The thought of your girlfriend visiting her guy friend may cause you to put up your guard. You may feel a twinge of jealousy and question her intentions, even if you have no reason not to trust her. While the situation may be uncomfortable for you, communicating your feelings and discussing the circumstances with your girlfriend can help ease your discomfort.
Put Yourself in Her Shoes
While you may be uncomfortable with the idea of your girlfriend visiting her male friend, try to see the situation from her perspective. Showing empathy and consideration for her point of view and her feelings is important, says Jeremy Nicholson, a psychologist and author of "Basic Rules for Successful Relationships" on his website "The Attraction Doctor." For instance, you might tell her, "I think that's really great that you have a friend you enjoy spending time with." Trying to understand the situation from her perspective can help you see the situation from another viewpoint.
Discuss your concerns and fears with your girlfriend. For instance, you might say, "You're a great catch, and I'm worried that your friend might have romantic feelings for you." Be honest, direct and open in your communication with your girlfriend. It can be beneficial for you to ask your girlfriend to share her feelings about her friend, according to Susie and Otto Collins, relationship coaches and authors of "Is My Partner's Friend a Threat to Our Relationship" on the "Your Tango" website. Hearing from your girlfriend's mouth that she only sees her male pal as a platonic friend can be reassuring.

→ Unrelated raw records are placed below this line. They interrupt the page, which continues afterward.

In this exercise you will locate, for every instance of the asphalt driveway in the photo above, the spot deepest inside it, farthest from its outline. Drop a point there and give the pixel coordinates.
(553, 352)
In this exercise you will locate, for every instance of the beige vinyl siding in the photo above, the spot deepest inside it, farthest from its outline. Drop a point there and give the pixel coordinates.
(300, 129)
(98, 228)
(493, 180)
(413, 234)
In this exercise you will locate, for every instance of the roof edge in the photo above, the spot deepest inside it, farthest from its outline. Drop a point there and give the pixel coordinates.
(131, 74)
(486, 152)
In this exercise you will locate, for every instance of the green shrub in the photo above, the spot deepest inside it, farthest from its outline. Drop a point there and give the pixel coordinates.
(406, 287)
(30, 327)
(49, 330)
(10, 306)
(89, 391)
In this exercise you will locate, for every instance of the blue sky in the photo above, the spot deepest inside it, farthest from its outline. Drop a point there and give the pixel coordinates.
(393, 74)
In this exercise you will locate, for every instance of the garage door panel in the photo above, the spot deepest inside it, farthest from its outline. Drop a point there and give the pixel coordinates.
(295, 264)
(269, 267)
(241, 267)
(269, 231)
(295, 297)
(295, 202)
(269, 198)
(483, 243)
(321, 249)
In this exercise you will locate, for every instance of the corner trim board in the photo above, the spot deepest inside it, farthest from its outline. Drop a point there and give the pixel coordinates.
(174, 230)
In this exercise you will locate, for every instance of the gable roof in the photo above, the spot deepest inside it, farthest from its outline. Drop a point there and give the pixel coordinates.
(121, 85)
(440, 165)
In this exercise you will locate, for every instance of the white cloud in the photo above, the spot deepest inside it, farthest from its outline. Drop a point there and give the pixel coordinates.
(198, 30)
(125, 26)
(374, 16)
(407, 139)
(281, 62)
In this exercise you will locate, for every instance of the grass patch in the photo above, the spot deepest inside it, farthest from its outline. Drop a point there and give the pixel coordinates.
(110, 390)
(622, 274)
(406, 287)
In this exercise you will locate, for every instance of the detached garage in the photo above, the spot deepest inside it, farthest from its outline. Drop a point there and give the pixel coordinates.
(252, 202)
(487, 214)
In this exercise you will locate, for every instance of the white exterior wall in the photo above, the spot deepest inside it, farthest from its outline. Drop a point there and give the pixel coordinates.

It's important to set ground rules and boundaries as to what is acceptable behavior and what isn't for all parties involved, according to the TwoofUs.org article "Opposite Sex Friendships." For example, you and your girlfriend may agree that it's OK for her to visit her guy friend, but staying overnight is not appropriate. Perhaps you agree that she call once a day to let you know that she's thinking about you or that you meet him. Setting rules and boundaries can help to assuage your insecurities and worries.
Deal With Your Jealousy
Jealousy is a type of worry, says Robert L. Leahy, a clinical professor of psychology, and his colleague Dennis Trich in the article "Jealousy: Taming the Green-Eyed Monster" on TwoofUs.org. For instance, you might worry that your girlfriend has romantic feelings for her guy friend and will ultimately leave you for him. It's important that you realize that jealous thoughts are just that, only thoughts, and not reality, Leahy and Trich say. Remind yourself of that when you start to feel jealous. Realizing that uncertainty is normal in relationships can also be helpful, Leahy and Trich say. You can't predict what will happen in the future, and it can be helpful to accept that you can't control everything.